Provides an implementation of today's most used tokenizers, with a focus on performance and versatility.
Main features:
- Train new vocabularies and tokenize, using today's most used tokenizers.
- Extremely fast (both training and tokenization), thanks to the Rust implementation. Takes less than 20 seconds to tokenize a GB of text on a server's CPU.
- Easy to use, but also extremely versatile.
- Designed for research and production.
- Normalization comes with alignments tracking. It's always possible to get the part of the original sentence that corresponds to a given token.
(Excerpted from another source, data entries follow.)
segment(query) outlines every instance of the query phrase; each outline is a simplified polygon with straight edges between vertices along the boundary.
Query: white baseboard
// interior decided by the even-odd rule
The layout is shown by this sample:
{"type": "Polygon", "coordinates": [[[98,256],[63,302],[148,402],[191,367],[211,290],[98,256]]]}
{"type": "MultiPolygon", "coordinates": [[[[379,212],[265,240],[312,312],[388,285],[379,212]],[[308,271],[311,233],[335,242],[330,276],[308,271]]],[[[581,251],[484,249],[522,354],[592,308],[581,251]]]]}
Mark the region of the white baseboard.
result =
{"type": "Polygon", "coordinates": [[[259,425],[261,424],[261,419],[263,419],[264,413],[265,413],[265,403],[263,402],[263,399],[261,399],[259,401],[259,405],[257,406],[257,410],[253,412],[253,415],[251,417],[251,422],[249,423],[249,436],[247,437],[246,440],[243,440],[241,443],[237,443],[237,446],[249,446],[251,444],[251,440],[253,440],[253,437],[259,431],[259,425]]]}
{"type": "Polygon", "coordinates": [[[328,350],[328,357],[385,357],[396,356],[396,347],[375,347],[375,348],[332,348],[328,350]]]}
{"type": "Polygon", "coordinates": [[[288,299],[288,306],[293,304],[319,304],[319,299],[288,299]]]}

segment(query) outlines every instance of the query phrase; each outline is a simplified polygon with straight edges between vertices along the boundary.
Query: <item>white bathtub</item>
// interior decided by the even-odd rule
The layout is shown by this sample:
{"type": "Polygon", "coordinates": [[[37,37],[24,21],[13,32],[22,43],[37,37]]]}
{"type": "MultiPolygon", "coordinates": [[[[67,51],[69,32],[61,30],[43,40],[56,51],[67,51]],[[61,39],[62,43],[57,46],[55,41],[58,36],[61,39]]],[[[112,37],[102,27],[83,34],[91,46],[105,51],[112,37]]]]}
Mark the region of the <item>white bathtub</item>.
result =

- Does all the pre-processing: Truncate, Pad, add the special tokens your model needs.
Bindings
We provide bindings to the following languages (more to come!):
Quick example using Python:
Choose your model between Byte-Pair Encoding, WordPiece or Unigram and instantiate a tokenizer:
from tokenizers import Tokenizer
from tokenizers.models import BPE
tokenizer = Tokenizer(BPE())
You can customize how pre-tokenization (e.g., splitting into words) is done:
from tokenizers.pre_tokenizers import Whitespace
tokenizer.pre_tokenizer = Whitespace()
Then training your tokenizer on a set of files just takes two lines of codes:
from tokenizers.trainers import BpeTrainer
trainer = BpeTrainer(special_tokens=["[UNK]", "[CLS]", "[SEP]", "[PAD]", "[MASK]"])
tokenizer.train(files=["wiki.train.raw", "wiki.valid.raw", "wiki.test.raw"], trainer=trainer)
Once your tokenizer is trained, encode any text with just one line:
output = tokenizer.encode("Hello, y'all! How are you π ?")
print(output.tokens)
# ["Hello", ",", "y", "'", "all", "!", "How", "are", "you", "[UNK]", "?"]
Check the python documentation or the
python quicktour to learn more!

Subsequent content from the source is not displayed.